Keywords: Molecular Basis of Mendelian Disorders, KW037 - DYSMORPHOLOGY, KW040 - ENDOCRINE SYSTEM, KW008 - BONE/JOINT ABNORMALITIES, KW099 - NATURAL HISTORY, KW110 - PHENOTYPE

Deletions of Tenascin-X are associated with joint hypermobility and features of Ehlers-Danlos syndromes in a cohort of Congenital Adrenal Hyperplasia (CAH) patients. N.B. McDonnell¹, W. Chen¹, B.F. Griswold¹, A.C.M. Smith³, M. Berk², C. VanRyzin², D. Merke² 1) LCI, NIA/NIH, Baltimore, MD; 2) NICHD/NIH, Bethesda, MD; 3) NHGRI/NIH, Bethesda, MD.

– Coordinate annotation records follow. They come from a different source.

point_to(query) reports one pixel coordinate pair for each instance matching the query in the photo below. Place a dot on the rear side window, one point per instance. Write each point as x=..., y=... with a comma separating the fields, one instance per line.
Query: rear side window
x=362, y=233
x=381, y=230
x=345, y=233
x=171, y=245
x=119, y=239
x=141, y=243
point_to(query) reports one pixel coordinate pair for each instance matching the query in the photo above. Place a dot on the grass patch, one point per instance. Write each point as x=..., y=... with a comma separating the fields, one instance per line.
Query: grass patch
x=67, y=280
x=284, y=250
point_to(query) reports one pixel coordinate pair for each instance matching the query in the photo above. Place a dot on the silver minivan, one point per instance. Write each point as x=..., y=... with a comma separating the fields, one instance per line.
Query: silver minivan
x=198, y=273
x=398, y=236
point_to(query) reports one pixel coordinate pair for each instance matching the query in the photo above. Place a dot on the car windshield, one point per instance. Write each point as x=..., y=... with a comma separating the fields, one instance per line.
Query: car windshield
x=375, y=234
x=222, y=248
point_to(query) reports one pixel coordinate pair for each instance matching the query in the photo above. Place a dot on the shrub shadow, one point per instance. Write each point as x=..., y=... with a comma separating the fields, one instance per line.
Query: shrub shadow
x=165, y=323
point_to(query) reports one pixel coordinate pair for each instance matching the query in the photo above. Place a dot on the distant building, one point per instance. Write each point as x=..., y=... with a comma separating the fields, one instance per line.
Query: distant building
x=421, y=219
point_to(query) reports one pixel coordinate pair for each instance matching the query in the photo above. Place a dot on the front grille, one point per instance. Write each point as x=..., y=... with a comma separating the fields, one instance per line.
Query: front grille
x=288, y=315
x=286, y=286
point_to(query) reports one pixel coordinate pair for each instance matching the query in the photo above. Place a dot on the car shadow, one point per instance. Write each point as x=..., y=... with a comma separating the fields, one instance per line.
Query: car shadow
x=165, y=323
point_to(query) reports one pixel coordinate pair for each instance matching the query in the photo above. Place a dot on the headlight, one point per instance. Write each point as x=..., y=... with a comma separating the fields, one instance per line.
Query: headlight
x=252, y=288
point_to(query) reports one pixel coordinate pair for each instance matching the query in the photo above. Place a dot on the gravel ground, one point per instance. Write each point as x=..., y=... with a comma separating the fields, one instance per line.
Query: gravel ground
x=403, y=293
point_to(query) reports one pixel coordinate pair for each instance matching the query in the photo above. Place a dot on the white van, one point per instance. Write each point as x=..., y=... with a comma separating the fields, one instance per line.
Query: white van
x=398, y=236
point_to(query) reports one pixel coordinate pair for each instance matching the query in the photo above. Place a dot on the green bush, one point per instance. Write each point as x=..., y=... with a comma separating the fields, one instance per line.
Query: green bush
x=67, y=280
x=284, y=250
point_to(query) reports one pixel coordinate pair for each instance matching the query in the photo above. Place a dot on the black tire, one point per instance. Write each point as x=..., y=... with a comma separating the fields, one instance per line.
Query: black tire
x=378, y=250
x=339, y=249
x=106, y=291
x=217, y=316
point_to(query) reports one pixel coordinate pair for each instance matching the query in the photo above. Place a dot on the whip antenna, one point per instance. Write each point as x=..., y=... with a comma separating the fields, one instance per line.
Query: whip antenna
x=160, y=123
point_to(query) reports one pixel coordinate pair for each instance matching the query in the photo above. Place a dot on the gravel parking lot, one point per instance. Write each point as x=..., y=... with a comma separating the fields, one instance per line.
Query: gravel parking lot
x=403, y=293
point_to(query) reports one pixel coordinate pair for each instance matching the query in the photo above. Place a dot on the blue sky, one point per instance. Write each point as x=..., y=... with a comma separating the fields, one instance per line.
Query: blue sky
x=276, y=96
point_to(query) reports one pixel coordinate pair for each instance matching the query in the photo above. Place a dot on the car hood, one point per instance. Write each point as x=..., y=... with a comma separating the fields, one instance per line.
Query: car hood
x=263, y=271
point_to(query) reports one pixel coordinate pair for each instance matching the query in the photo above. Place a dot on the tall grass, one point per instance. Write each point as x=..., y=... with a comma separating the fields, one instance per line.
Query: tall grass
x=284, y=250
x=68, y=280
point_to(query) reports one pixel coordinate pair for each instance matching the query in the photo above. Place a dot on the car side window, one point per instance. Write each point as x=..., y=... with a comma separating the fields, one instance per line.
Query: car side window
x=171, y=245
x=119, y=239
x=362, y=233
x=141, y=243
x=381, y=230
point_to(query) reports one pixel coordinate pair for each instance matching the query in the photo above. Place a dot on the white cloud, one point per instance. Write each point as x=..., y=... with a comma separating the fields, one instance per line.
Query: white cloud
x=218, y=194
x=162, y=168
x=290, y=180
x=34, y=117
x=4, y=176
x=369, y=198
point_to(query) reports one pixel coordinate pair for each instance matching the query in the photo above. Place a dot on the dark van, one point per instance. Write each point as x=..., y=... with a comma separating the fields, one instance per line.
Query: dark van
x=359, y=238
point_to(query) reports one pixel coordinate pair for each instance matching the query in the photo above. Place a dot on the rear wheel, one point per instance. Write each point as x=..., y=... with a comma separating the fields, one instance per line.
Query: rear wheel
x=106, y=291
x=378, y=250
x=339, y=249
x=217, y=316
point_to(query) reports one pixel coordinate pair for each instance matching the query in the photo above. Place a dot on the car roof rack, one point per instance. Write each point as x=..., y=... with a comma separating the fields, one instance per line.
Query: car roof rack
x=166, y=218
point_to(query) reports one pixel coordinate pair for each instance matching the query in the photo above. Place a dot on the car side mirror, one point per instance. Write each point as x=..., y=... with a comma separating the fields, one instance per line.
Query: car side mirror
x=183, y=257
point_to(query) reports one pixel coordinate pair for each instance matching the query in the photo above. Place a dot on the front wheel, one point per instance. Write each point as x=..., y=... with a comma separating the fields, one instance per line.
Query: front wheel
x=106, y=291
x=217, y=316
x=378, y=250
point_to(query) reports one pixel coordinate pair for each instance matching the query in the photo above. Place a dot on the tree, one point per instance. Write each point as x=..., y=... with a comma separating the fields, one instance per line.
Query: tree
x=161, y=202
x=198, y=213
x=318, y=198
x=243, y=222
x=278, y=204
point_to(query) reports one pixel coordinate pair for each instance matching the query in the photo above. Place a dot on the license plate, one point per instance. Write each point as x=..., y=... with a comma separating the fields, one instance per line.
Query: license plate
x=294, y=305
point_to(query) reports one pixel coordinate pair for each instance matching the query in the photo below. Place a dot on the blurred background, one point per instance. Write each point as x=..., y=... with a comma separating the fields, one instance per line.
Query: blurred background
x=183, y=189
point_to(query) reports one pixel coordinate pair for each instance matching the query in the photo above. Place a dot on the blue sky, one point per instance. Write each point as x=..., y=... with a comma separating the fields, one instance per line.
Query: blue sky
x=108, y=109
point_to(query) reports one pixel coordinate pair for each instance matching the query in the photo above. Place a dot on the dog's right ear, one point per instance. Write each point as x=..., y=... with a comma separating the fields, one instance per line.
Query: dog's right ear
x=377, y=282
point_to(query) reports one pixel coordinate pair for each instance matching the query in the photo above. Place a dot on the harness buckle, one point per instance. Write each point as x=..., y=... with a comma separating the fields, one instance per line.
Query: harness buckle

   Congenital adrenal hyperplasia (CAH) due to 21-hydroxylase deficiency is thought to be the most common autosomal recessive disorder, leading to cortisol deficiency, with or without aldosterone deficiency (salt wasting), and androgen excess (virilization). The gene encoding 21-hydroxylase, CYP21A2, is mapped to the short arm of chromosome 6 within the HLA complex, in a region of high gene density with multiple pseudogenes. This region, termed the RCCX module, has tandem repeat sequences that promote misalignment during meiosis leading to gene rearrangements, deletions and gene conversion events. Flanking CYP21A2 is the gene encoding tenascin-X (TNX), an extracellular matrix protein that is highly expressed in connective tissue. Homozygous TNX deficiency has been proposed as a cause of autosomal recessive form of Ehlers-Danlos syndrome (EDS) characterized by hypermobile joints, stretchy skin and easy bruising and hypermobility type EDS has been linked to heterozygosity for TNX mutations. A high incidence of joint hypermobility was noted in a large cohort of CAH patients with genetically confirmed CAH due to 21-hydroxylase deficiency seen at the National Institute of Child Health and Development. Molecular investigations of the RCXX module were initiated to analyze the presence of TNX deletions and gene conversion events, utilizing Southern blotting and PCR approaches. Out of 96 probands with CAH and 83 family members, 12 subjects were found to be heterozygous for a non functional TNX gene conversion product resulting from a 30 kb deletion. All of these persons also had deletions of the CYP21A2 gene. Results suggest that 6-7% of persons affected with CAH may also have TNX deletions leading to joint abnormalities. CYP21A2 deletions were detected in 30% of the chromosomes in the cohort, and amongst those subjects, 11% also had a TNX deletion. Further studies are underway to better define the clinical, molecular and biochemical aspects of this novel CAH-TNX (CAH-X) Contiguous Gene Deletion Syndrome.